Current wheezing phenotypes at inclusion (2019–2022) will be defined by the inclusion questionnaire, in accordance with definitions used in international studies [28,30,32]: (i) wheezing in the last 12 months (current wheezing); and (ii) recurrent wheezing (at least 3 wheezing episodes in the last 12 months). The severity of wheezing in the last 12 months will be assessed in two ways, based on (i) (a) recurrent wheezing status, (b) discomfort with daily activities, or (c) nocturnal awakening; and (ii) inhaled corticosteroid use and hospitalization (emergency department visit and/or hospitalization due to bronchiolitis, wheezy bronchitis, or asthma attacks) in the last 12 months.
Longitudinal wheezing phenotypes will be evaluated based on the information provided by the parents (i) by questionnaire at inclusion (2019–2022); (ii) every month with the smartphone application and during 1 year after inclusion; and (iii) every 6 months through an online questionnaire (2022 to 2023), from infancy to age 4-years.
Moreover, the respiratory health of the children will be evaluated in 2023 by a group of experts (pediatricians, epidemiologists) using standardized questionnaires and information from medical records available in the children’s health booklets.

2.6. Data Collection—Preliminary Results

Various databases are available in the CRESPI study and are illustrated in Figure S2 (online supplement). Data checking and preliminary analyses are in progress.

2.6.1. Characteristics of Cleaning Tasks in the Daycares

The characteristics of cleaning tasks are reported in Table 2.

2.6.2. Characteristics of Daycare Workers

A preliminary descriptive analysis was conducted on the 309 daycare workers whose questionnaires were recorded as of 1 November 2022 (Table 3). The average age of the workers, almost exclusively women, was 43 years, and most of them were never smokers and taking care of the children. Around 15% and one third of the workers have ever had asthma and eczema, respectively.
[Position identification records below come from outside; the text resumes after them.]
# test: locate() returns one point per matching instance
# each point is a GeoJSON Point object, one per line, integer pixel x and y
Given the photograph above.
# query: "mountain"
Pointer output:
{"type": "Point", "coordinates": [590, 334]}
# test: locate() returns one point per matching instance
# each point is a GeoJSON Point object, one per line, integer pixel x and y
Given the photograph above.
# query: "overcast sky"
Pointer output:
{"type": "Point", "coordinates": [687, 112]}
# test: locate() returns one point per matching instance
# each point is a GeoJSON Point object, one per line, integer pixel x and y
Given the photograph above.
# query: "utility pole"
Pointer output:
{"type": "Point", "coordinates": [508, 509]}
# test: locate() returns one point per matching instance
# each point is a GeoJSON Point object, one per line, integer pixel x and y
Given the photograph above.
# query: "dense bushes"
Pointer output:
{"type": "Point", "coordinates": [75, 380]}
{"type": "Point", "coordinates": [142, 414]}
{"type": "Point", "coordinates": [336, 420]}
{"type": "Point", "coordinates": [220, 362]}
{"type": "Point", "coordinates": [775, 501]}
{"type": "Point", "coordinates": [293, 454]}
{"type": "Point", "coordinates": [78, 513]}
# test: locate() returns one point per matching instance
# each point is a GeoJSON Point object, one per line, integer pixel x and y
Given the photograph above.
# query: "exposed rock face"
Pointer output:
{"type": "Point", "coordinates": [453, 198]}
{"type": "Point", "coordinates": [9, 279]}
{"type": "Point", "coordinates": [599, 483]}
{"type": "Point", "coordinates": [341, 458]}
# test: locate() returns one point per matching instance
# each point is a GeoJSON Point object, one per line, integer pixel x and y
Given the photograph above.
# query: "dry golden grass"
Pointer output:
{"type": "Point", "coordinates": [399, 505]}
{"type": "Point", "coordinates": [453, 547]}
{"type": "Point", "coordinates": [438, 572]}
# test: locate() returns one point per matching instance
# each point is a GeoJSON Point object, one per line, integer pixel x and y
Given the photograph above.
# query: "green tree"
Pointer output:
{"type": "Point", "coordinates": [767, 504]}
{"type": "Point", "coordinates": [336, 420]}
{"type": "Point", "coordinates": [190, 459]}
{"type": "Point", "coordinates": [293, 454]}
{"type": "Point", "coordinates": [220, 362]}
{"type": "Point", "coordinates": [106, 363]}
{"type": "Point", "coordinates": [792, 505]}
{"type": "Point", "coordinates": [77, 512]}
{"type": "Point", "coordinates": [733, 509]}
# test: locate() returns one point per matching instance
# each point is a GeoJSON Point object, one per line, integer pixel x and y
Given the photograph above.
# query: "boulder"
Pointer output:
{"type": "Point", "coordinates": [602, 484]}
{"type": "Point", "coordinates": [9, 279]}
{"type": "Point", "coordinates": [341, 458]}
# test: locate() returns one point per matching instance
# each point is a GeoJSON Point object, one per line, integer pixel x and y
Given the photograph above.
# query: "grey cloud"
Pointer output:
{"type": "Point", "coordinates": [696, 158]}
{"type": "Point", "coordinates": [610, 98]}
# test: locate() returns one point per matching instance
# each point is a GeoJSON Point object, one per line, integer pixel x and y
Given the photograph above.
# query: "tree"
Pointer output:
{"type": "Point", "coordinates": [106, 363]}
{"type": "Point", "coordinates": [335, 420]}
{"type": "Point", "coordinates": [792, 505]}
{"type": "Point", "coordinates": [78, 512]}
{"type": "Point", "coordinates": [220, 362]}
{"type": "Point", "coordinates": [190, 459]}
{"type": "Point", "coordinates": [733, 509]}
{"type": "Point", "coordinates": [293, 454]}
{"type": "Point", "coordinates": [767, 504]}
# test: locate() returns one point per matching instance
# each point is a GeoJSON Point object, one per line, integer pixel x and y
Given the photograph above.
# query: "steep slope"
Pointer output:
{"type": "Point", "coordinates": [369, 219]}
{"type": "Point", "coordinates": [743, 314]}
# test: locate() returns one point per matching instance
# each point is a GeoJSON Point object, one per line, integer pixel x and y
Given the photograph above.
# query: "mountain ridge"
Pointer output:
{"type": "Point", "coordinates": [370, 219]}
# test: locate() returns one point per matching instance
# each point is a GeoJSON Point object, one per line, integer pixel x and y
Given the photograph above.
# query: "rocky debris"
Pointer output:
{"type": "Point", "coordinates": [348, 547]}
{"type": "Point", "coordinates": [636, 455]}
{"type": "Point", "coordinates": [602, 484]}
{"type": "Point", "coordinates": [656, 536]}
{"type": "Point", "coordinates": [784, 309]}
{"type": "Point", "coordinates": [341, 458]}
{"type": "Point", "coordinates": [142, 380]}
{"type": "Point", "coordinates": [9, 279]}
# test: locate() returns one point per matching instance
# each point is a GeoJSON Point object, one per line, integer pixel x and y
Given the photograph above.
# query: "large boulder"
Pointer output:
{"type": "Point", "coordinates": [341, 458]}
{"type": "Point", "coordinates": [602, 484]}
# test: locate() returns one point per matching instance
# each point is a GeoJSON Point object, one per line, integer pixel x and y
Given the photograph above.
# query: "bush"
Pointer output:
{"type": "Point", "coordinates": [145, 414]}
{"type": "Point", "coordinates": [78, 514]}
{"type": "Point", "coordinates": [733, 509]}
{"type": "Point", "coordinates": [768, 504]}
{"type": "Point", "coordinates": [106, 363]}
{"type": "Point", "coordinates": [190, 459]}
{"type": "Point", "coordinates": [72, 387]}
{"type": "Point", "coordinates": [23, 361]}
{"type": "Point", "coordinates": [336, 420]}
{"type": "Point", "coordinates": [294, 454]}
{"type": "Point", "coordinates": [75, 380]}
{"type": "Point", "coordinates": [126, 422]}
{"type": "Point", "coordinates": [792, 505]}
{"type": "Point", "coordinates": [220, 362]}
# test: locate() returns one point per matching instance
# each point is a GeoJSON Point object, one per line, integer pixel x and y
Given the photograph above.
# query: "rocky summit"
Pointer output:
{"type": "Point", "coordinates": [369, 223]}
2.6.3. Characteristics of Children

A preliminary description on the 501 children whose questionnaires were recorded as of 1 November 2022 was performed (Table 4). The average age of the children was 23 months. Approximately 30% of them had wheezing, which is consistent with the prevalence for this age group [29,69].
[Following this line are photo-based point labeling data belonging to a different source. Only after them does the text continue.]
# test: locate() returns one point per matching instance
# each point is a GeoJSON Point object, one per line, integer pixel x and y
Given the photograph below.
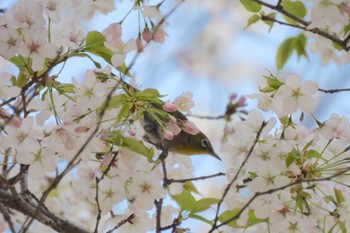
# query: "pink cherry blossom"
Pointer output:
{"type": "Point", "coordinates": [190, 127]}
{"type": "Point", "coordinates": [297, 95]}
{"type": "Point", "coordinates": [184, 102]}
{"type": "Point", "coordinates": [37, 48]}
{"type": "Point", "coordinates": [169, 107]}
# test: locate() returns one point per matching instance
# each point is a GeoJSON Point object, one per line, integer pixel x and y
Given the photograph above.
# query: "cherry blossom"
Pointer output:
{"type": "Point", "coordinates": [37, 48]}
{"type": "Point", "coordinates": [297, 95]}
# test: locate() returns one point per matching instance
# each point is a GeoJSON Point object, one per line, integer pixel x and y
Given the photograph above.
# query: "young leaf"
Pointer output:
{"type": "Point", "coordinates": [185, 200]}
{"type": "Point", "coordinates": [116, 138]}
{"type": "Point", "coordinates": [252, 19]}
{"type": "Point", "coordinates": [253, 220]}
{"type": "Point", "coordinates": [95, 44]}
{"type": "Point", "coordinates": [229, 214]}
{"type": "Point", "coordinates": [296, 8]}
{"type": "Point", "coordinates": [339, 195]}
{"type": "Point", "coordinates": [204, 204]}
{"type": "Point", "coordinates": [148, 94]}
{"type": "Point", "coordinates": [284, 51]}
{"type": "Point", "coordinates": [251, 6]}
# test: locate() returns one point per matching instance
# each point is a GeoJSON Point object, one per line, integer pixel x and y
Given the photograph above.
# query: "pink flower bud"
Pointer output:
{"type": "Point", "coordinates": [15, 122]}
{"type": "Point", "coordinates": [168, 135]}
{"type": "Point", "coordinates": [146, 35]}
{"type": "Point", "coordinates": [169, 107]}
{"type": "Point", "coordinates": [190, 128]}
{"type": "Point", "coordinates": [233, 96]}
{"type": "Point", "coordinates": [242, 101]}
{"type": "Point", "coordinates": [139, 45]}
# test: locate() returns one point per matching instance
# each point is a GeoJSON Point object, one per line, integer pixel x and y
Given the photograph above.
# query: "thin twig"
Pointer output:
{"type": "Point", "coordinates": [332, 91]}
{"type": "Point", "coordinates": [279, 8]}
{"type": "Point", "coordinates": [170, 181]}
{"type": "Point", "coordinates": [270, 191]}
{"type": "Point", "coordinates": [159, 205]}
{"type": "Point", "coordinates": [214, 226]}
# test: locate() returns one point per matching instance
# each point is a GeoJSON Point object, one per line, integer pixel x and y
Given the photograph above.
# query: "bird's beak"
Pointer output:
{"type": "Point", "coordinates": [215, 155]}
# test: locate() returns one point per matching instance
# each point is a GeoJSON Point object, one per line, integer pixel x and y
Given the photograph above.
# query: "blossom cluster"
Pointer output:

2.7. Biological Assessment

2.7.1. Nasal Swabs for Characterization of Nasal Microbiota

Parents of all children aged ≤ 12 months enrolled in the CRESPI cohort were asked to collect two nasal swabs in their child. The first swab was collected shortly after the child’s daycare visit. The second swab is collected at age 24 months. Swab collection is performed using a standardized protocol tested and validated in the US MARC-35 study [70]. At both collections, we mail the parents a kit to do the swab at home, including collection material (Pediatric FLOQ-Swab [Copan, Brescia, Italy] and a vial containing viral transport media), a specimen transport bag, and a pre-paid mailing box addressed to CSTB. The collection consists of rubbing the swab gently against the inner wall of each nostril and to insert the swab in a provided vial. Detailed instructions are provided to the parents, and a video is available on the study website (https://crespi.vjf.inserm.fr/index.php/ressources/#tutoriels; accessed on 16 May 2023). We ask the parents to place the vial in a specimen transport bag, and to keep it in the refrigerator until they can ship it to CSTB (at their earliest convenience). Samples are stored at CSTB at −80 °C until the end of each collection. After each collection, all samples are shipped on dry ice to Baylor College of Medicine (Houston, TX, USA) for microbiota profiling.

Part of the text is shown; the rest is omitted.